Soil samples are collected to determine if subsurface contamination is present. This contamination could be inorganic elements and compounds, such as heavy metals, but more commonly are components from fuels or solvent contamination. Where those chemicals are volatile organic compounds (VOCs), the sample collection process can have a significant impact on the accuracy of the data derived from laboratory analysis of the samples.

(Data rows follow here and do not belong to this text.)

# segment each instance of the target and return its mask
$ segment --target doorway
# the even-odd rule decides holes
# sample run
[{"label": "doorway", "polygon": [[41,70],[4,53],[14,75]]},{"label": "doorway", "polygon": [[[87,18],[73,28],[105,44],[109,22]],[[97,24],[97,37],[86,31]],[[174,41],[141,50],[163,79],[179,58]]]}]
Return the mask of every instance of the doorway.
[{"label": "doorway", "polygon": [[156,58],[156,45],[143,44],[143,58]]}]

Why Should I Choose To Soil Sample?
Soil samples are collected for a variety of reasons, including contaminated land investigations, assessment of site remediation progress or completion, real estate property transfer due diligence, and prior to building construction to avoid potential intrusion of VOC vapors into building structures.
What Benefits Will I Get?
Analysis of soil samples can tell you if contamination is present in the subsurface, allowing you to determine the best course of action at that site.
How Do I Do It?
Soil cores are collected, then opened and screened at the surface. After this, sub-core samples are collected. Soil samples for VOCs are most commonly collected using hand sampling tools, such as QED’s Terra Core® and EasyDraw® samplers, then placed in laboratory vials that contain preservatives to minimize changes in sample chemistry. They can also be collected using QED’s En Core sampling tool that holds the sample in an airtight module that is shipped directly to the laboratory for analysis, eliminating the need to preserve the sample in the field.